Department of Chemistry and Biochemistry, University of Colorado, 215 UCB, Boulder, CO 80309-0215, USA.
J Mol Biol. 2010 Mar 19;397(1):57-68. doi: 10.1016/j.jmb.2010.01.025. Epub 2010 Jan 18.
Transcription of mRNA genes requires that RNA polymerase II (Pol II) and the general transcription factors assemble on promoter DNA to form an organized complex capable of initiating transcription. Biochemical studies have shown that Pol II and TFIID (transcription factor IID) contact overlapping regions of the promoter, leading to the question of how these large factors reconcile their promoter interactions during complex assembly. To investigate how the TAF (TATA-binding protein-associated factor) subunits of TFIID alter the kinetic mechanism by which complexes assemble on promoters, we used a highly purified human transcription system. We found that TAFs sharply decrease the rate at which Pol II, TFIIB, and TFIIF assemble on promoter-bound TFIID-TFIIA. Interestingly, the slow step in this process is not recruitment of these factors to the DNA, but rather a postrecruitment isomerization of protein-DNA contacts that occurs throughout the core promoter. Our findings support a model in which Pol II and the general transcription factors rapidly bind promoter-bound TFIID-TFIIA, after which complexes undergo a slow isomerization in which the TAFs reorganize their contacts with the promoter to allow Pol II to properly engage the DNA. In this manner, TAFs kinetically repress basal transcription.
mRNA 基因的转录需要 RNA 聚合酶 II(Pol II)和一般转录因子组装在启动子 DNA 上,形成能够起始转录的有组织的复合物。
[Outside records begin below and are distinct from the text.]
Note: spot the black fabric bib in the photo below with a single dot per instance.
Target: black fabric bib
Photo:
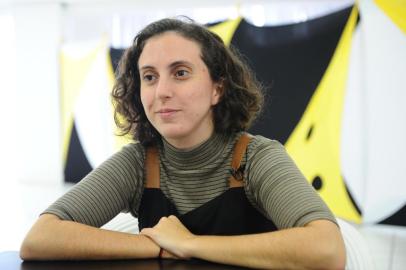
(228, 214)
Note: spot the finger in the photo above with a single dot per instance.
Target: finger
(147, 231)
(172, 217)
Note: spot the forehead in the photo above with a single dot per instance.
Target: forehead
(169, 47)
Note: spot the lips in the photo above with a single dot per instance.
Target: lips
(165, 113)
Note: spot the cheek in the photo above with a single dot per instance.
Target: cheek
(145, 100)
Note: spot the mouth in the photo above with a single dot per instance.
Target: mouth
(167, 112)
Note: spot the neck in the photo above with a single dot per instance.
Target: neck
(187, 143)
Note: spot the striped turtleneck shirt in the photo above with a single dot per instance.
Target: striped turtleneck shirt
(191, 177)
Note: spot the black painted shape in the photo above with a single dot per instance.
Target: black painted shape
(398, 218)
(77, 166)
(317, 183)
(293, 58)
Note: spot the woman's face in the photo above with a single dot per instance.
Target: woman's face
(177, 92)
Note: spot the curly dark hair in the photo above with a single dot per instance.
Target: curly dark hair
(241, 94)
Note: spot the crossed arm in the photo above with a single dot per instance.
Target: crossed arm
(318, 245)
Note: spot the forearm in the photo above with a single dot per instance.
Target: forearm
(54, 239)
(296, 248)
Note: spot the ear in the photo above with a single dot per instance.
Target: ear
(217, 93)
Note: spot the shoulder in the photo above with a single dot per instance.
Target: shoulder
(131, 151)
(261, 146)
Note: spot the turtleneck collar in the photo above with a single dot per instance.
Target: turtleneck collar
(197, 156)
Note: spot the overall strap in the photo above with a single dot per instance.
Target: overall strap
(152, 168)
(237, 172)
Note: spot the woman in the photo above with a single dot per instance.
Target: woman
(200, 186)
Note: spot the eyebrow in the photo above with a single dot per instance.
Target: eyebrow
(171, 65)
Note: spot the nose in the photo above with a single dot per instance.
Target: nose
(164, 88)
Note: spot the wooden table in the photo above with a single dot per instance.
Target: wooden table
(10, 260)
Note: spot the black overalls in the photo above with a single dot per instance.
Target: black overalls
(228, 214)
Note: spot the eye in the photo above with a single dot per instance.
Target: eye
(181, 73)
(148, 77)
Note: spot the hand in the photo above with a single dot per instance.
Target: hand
(171, 235)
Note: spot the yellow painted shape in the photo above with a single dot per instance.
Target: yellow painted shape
(395, 10)
(320, 155)
(226, 29)
(73, 74)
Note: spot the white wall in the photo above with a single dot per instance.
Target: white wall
(37, 136)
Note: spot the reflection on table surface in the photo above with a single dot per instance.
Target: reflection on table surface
(10, 260)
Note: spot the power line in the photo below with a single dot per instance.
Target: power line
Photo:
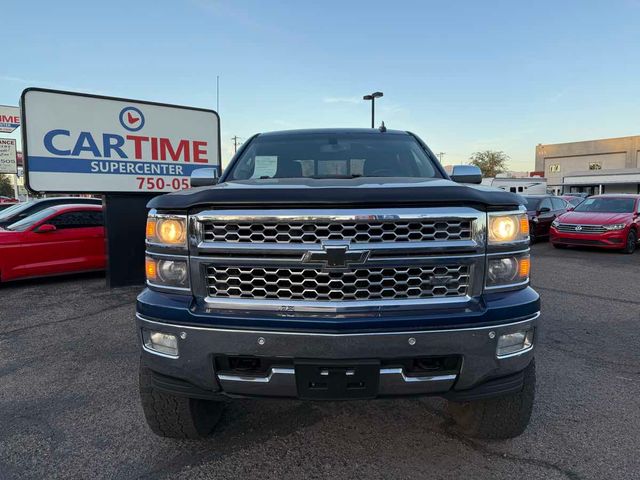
(235, 139)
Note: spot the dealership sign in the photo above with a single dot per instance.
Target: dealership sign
(88, 143)
(9, 118)
(8, 156)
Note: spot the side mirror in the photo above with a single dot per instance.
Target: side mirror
(203, 177)
(47, 227)
(466, 174)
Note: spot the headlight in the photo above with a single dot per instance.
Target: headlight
(167, 273)
(168, 230)
(615, 226)
(508, 270)
(508, 228)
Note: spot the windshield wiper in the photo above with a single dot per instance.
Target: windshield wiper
(320, 177)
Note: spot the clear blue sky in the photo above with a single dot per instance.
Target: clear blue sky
(464, 75)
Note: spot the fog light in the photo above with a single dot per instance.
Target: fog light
(515, 342)
(164, 343)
生化研究表明,Pol II 和 TFIID(转录因子IID)接触启动子的重叠区域,这导致了一个问题,即这些大型因子如何在复合物组装过程中协调它们的启动子相互作用。为了研究 TFIID 的 TAF(TATA 结合蛋白相关因子)亚基如何改变复合物在启动子上组装的动力学机制,我们使用了高度纯化的人类转录系统。我们发现 TAFs 显著降低了 Pol II、TFIIB 和 TFIIF 在结合 TFIID-TFIIA 的启动子上组装的速率。有趣的是,这个过程中的缓慢步骤不是这些因子被招募到 DNA 上,而是在整个核心启动子中发生的蛋白质-DNA 接触的后续募集异构化。我们的发现支持这样一种模型,即 Pol II 和一般转录因子在结合 TFIID-TFIIA 的启动子上快速结合,然后复合物经历一个缓慢的异构化过程,其中 TAFs 重新组织它们与启动子的接触,以允许 Pol II 正确地与 DNA 结合。通过这种方式,TAFs 在动力学上抑制基础转录。